Its been a really kind winter overall, though we have one or two poorish sites, due to issues last summer.
Surprising that anyone of any scale is at 100%, will have sites close to that, and indeed a FEW still at 100%...BUT....all the queenlesses and drone layers are still to be found...and we count those as a loss, even if we sort them out other than by shake out.
We do not do autumn uniting so I suppose we will have worse winter losses than many on account of that, but to my counting system uniting is still a -1 process, a loss, no matter what the reason is.
Whilst low or absent losses is a great thing, the also bring an unseen danger long term. Such winters are no use at validating or otherwise your methods...they are no test at all, and its easy to think you are doing everything well, which can sadly come seriously unstuck the first truly challenging late summer/winter. Not much to learn from such an easy winter.
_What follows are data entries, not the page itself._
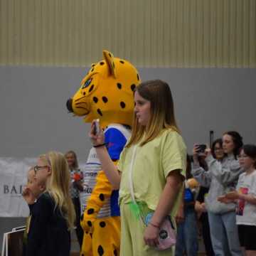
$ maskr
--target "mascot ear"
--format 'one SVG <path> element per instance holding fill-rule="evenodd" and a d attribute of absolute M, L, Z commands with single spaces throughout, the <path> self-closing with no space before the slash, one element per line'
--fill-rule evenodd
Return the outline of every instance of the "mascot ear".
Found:
<path fill-rule="evenodd" d="M 104 59 L 106 60 L 110 75 L 113 75 L 114 78 L 117 78 L 113 54 L 105 50 L 103 50 L 103 57 Z"/>

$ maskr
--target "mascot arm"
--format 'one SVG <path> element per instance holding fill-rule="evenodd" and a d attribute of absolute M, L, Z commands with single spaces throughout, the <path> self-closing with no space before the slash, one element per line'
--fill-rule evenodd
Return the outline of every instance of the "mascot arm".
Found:
<path fill-rule="evenodd" d="M 122 133 L 115 128 L 110 128 L 105 133 L 107 151 L 112 159 L 119 159 L 120 153 L 127 142 Z M 114 164 L 117 161 L 113 160 Z M 93 223 L 96 220 L 101 208 L 112 193 L 112 186 L 103 171 L 99 171 L 96 178 L 96 184 L 87 201 L 86 209 L 83 213 L 81 226 L 86 232 L 92 232 Z"/>

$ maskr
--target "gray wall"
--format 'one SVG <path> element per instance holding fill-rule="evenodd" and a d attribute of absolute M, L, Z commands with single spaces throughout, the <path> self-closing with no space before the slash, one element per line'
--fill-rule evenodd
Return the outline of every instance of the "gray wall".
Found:
<path fill-rule="evenodd" d="M 0 157 L 33 157 L 49 149 L 74 149 L 85 160 L 89 124 L 68 114 L 65 102 L 86 68 L 0 67 Z M 188 151 L 235 129 L 256 143 L 256 70 L 140 69 L 143 80 L 161 78 L 171 87 L 176 115 Z M 1 170 L 0 170 L 1 177 Z M 2 233 L 23 218 L 0 218 Z"/>
<path fill-rule="evenodd" d="M 0 67 L 0 157 L 36 156 L 49 149 L 74 149 L 87 157 L 89 124 L 68 114 L 66 100 L 87 68 Z M 255 69 L 139 70 L 142 80 L 161 78 L 171 88 L 178 124 L 191 151 L 235 129 L 256 142 Z"/>

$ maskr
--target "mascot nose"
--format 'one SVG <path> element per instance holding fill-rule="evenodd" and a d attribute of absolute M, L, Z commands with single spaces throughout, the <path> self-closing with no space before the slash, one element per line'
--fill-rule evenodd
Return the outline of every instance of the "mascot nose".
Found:
<path fill-rule="evenodd" d="M 70 112 L 73 112 L 73 108 L 72 108 L 72 99 L 68 99 L 67 100 L 67 103 L 66 103 L 66 106 L 67 106 L 67 109 Z"/>

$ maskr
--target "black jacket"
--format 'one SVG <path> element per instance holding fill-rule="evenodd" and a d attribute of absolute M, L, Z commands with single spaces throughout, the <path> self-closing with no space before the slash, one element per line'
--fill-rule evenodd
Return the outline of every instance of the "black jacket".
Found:
<path fill-rule="evenodd" d="M 48 193 L 29 206 L 31 214 L 26 256 L 69 256 L 70 233 L 66 220 Z"/>

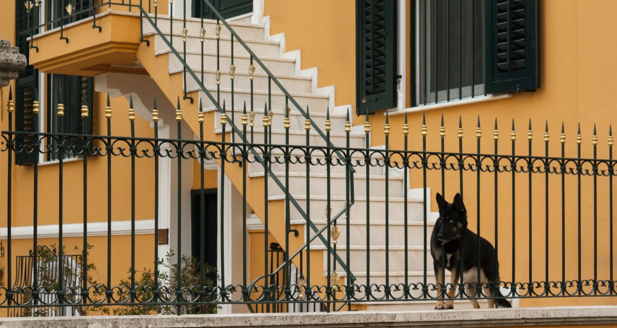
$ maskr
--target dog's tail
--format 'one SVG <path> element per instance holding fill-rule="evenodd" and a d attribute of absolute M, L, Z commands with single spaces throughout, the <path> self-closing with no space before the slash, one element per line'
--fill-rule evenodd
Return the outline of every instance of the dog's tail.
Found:
<path fill-rule="evenodd" d="M 495 302 L 495 305 L 497 305 L 497 308 L 511 308 L 512 307 L 512 305 L 510 304 L 510 301 L 508 301 L 508 300 L 506 300 L 505 298 L 503 297 L 503 295 L 502 295 L 502 293 L 501 293 L 501 289 L 500 289 L 499 287 L 497 287 L 497 293 L 495 293 L 495 294 L 496 294 L 497 297 L 498 297 L 498 298 L 497 300 L 495 300 L 497 301 Z"/>

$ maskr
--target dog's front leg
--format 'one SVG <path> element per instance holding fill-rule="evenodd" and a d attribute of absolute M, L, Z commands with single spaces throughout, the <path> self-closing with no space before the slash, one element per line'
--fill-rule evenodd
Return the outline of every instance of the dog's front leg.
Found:
<path fill-rule="evenodd" d="M 442 280 L 442 268 L 441 265 L 437 261 L 433 261 L 433 268 L 435 273 L 435 289 L 437 289 L 437 305 L 435 305 L 435 310 L 444 310 L 444 293 L 441 292 L 441 289 L 443 288 L 441 285 L 441 282 Z"/>
<path fill-rule="evenodd" d="M 450 290 L 448 290 L 448 296 L 450 297 L 450 298 L 445 301 L 445 304 L 444 305 L 444 309 L 454 308 L 454 300 L 452 299 L 452 297 L 454 297 L 454 295 L 457 293 L 457 289 L 455 287 L 455 284 L 458 281 L 458 271 L 457 270 L 456 267 L 453 267 L 452 268 L 452 276 L 450 279 Z"/>

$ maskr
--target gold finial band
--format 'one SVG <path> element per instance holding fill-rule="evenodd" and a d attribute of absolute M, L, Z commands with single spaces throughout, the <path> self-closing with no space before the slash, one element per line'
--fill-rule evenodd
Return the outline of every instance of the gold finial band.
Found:
<path fill-rule="evenodd" d="M 88 106 L 84 105 L 81 106 L 81 118 L 88 117 Z"/>
<path fill-rule="evenodd" d="M 186 42 L 186 36 L 189 34 L 189 30 L 186 28 L 182 28 L 182 41 Z"/>
<path fill-rule="evenodd" d="M 217 27 L 214 28 L 214 32 L 217 34 L 217 39 L 221 38 L 221 25 L 217 24 Z"/>
<path fill-rule="evenodd" d="M 204 41 L 205 41 L 205 28 L 204 28 L 203 27 L 201 28 L 201 30 L 199 31 L 199 41 L 201 41 L 202 43 L 204 43 Z"/>
<path fill-rule="evenodd" d="M 153 112 L 152 113 L 152 115 L 154 115 L 154 113 Z M 157 114 L 157 115 L 158 115 L 158 114 Z M 109 106 L 107 106 L 107 107 L 105 107 L 105 118 L 112 118 L 112 108 L 110 107 Z"/>
<path fill-rule="evenodd" d="M 35 114 L 39 113 L 40 110 L 39 109 L 41 107 L 41 105 L 39 104 L 38 101 L 35 100 L 32 102 L 32 113 Z M 86 107 L 87 108 L 87 107 Z"/>
<path fill-rule="evenodd" d="M 214 73 L 214 77 L 217 79 L 217 85 L 220 85 L 221 84 L 221 71 L 220 70 L 217 70 L 217 72 Z"/>
<path fill-rule="evenodd" d="M 339 242 L 339 237 L 341 236 L 341 230 L 337 226 L 334 226 L 330 231 L 330 237 L 332 237 L 332 244 L 336 245 Z"/>
<path fill-rule="evenodd" d="M 254 78 L 254 74 L 255 74 L 255 65 L 253 64 L 251 64 L 251 66 L 249 67 L 249 75 L 251 76 L 251 81 L 252 81 Z"/>

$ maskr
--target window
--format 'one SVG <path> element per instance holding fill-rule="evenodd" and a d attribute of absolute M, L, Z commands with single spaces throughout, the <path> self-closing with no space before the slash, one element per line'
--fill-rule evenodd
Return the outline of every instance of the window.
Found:
<path fill-rule="evenodd" d="M 484 94 L 484 0 L 416 2 L 418 105 Z"/>
<path fill-rule="evenodd" d="M 75 12 L 86 9 L 90 7 L 89 0 L 78 0 L 73 3 L 75 6 Z M 49 6 L 46 6 L 45 15 L 48 17 L 54 18 L 59 17 L 61 15 L 67 15 L 64 10 L 64 7 L 59 4 L 50 2 Z M 30 13 L 26 12 L 25 6 L 22 2 L 16 1 L 16 20 L 15 20 L 15 33 L 17 39 L 17 44 L 20 49 L 20 52 L 25 55 L 28 58 L 30 54 L 30 47 L 27 42 L 27 37 L 30 35 L 23 34 L 31 27 L 36 26 L 34 10 L 40 10 L 40 7 L 35 7 Z M 63 18 L 65 24 L 75 22 L 77 20 L 85 18 L 91 14 L 90 12 L 85 12 L 80 14 L 74 14 L 69 17 Z M 26 19 L 28 19 L 27 22 Z M 59 26 L 60 22 L 56 25 Z M 57 27 L 52 26 L 51 28 Z M 38 132 L 39 131 L 46 131 L 50 133 L 59 133 L 72 134 L 91 134 L 92 131 L 92 115 L 86 119 L 86 125 L 84 126 L 81 118 L 81 107 L 83 104 L 88 105 L 88 107 L 92 108 L 93 96 L 93 78 L 85 76 L 73 76 L 68 75 L 59 75 L 55 74 L 47 74 L 46 79 L 45 88 L 46 90 L 37 89 L 39 83 L 39 74 L 38 70 L 35 70 L 31 66 L 27 66 L 26 68 L 20 72 L 19 78 L 16 81 L 15 86 L 15 131 L 26 132 Z M 37 125 L 38 122 L 35 122 L 32 113 L 33 102 L 38 99 L 40 99 L 46 91 L 47 99 L 45 102 L 46 110 L 41 108 L 41 116 L 45 116 L 46 125 Z M 35 94 L 35 92 L 38 94 Z M 63 126 L 59 126 L 58 117 L 56 112 L 56 108 L 58 104 L 64 104 L 65 107 L 65 116 L 63 118 Z M 45 112 L 43 113 L 43 111 Z M 37 126 L 38 125 L 38 126 Z M 38 153 L 32 150 L 32 145 L 34 143 L 33 138 L 28 136 L 19 136 L 16 138 L 16 144 L 18 149 L 23 147 L 25 151 L 17 153 L 15 154 L 15 163 L 19 165 L 30 165 L 38 160 Z M 56 141 L 50 139 L 44 142 L 51 144 L 49 146 L 54 147 Z M 81 146 L 81 141 L 76 138 L 69 139 L 66 141 L 67 146 Z M 74 157 L 73 154 L 65 154 L 64 158 Z M 49 158 L 44 158 L 44 160 L 57 160 L 57 155 L 50 155 Z"/>
<path fill-rule="evenodd" d="M 358 114 L 396 106 L 400 1 L 357 0 Z M 412 106 L 539 87 L 537 2 L 412 0 Z"/>
<path fill-rule="evenodd" d="M 47 131 L 51 133 L 70 133 L 73 134 L 91 134 L 92 117 L 91 115 L 85 120 L 81 118 L 81 105 L 85 104 L 92 110 L 93 78 L 86 76 L 47 75 Z M 64 105 L 64 116 L 58 117 L 57 109 L 59 104 Z M 85 122 L 85 125 L 84 124 Z M 68 149 L 63 158 L 75 157 L 72 149 L 81 146 L 81 141 L 69 138 L 65 141 L 65 147 Z M 51 146 L 57 147 L 57 141 L 51 139 Z M 58 159 L 58 154 L 49 154 L 46 160 Z"/>

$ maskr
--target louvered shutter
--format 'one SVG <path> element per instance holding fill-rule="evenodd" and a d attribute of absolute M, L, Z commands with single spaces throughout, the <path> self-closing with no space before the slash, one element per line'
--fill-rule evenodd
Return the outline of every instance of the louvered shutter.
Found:
<path fill-rule="evenodd" d="M 486 1 L 486 90 L 540 86 L 537 0 Z"/>
<path fill-rule="evenodd" d="M 396 1 L 356 2 L 356 113 L 396 105 Z"/>
<path fill-rule="evenodd" d="M 35 131 L 32 103 L 33 92 L 36 86 L 34 76 L 18 80 L 16 85 L 15 97 L 15 131 L 20 132 L 36 132 Z M 31 164 L 36 160 L 38 151 L 32 149 L 37 137 L 18 136 L 15 138 L 16 149 L 15 162 L 18 165 Z"/>

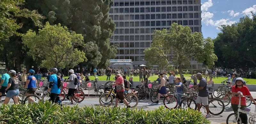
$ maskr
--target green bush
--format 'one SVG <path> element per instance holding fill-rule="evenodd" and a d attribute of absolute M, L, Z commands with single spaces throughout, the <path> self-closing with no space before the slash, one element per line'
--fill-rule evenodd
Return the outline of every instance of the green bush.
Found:
<path fill-rule="evenodd" d="M 0 106 L 2 124 L 210 124 L 202 113 L 192 110 L 154 110 L 101 106 L 80 107 L 46 102 Z"/>

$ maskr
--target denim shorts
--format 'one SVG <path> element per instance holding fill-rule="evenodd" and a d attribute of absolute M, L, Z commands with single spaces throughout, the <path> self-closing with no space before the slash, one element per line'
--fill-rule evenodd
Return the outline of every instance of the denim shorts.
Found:
<path fill-rule="evenodd" d="M 7 94 L 6 95 L 6 97 L 12 98 L 14 96 L 19 96 L 19 94 L 20 91 L 19 91 L 19 89 L 8 91 L 8 92 L 7 92 Z"/>

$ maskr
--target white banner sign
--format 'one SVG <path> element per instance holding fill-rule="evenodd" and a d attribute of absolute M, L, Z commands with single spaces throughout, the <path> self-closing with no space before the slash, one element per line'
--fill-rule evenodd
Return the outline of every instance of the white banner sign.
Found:
<path fill-rule="evenodd" d="M 129 63 L 132 62 L 131 59 L 110 59 L 110 63 L 122 62 Z"/>

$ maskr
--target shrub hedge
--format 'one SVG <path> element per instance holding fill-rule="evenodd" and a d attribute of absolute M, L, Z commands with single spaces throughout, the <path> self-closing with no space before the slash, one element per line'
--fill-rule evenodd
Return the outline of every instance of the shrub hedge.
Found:
<path fill-rule="evenodd" d="M 154 110 L 101 106 L 63 106 L 46 102 L 0 106 L 2 124 L 210 124 L 191 110 Z"/>

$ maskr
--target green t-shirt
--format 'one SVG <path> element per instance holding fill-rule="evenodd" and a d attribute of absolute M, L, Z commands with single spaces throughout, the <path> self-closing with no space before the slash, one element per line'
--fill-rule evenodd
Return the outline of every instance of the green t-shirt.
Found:
<path fill-rule="evenodd" d="M 2 86 L 7 86 L 7 85 L 8 84 L 8 82 L 9 80 L 9 78 L 10 77 L 9 75 L 7 74 L 7 73 L 5 73 L 3 75 L 1 79 L 2 80 L 4 80 L 4 83 L 3 84 Z"/>

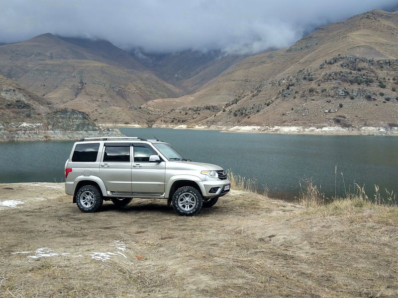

And yet I am getting reports of some who have significant losses this year. Be thankful you are not in one of the areas where paralysis virus has been a big issue recently.
Our biggest concern is dwindling in a few groups (lack of young bees into winter due to severe animal (four legs but one lot it was two legged) disturbance last summer, and some evidence of nosema in a couple of groups which could hamper spring growth. 80% of groups are most satisfactory.
Lack of equipment could be most peoples big issue this year. Zero losses often equates to zero splitting space.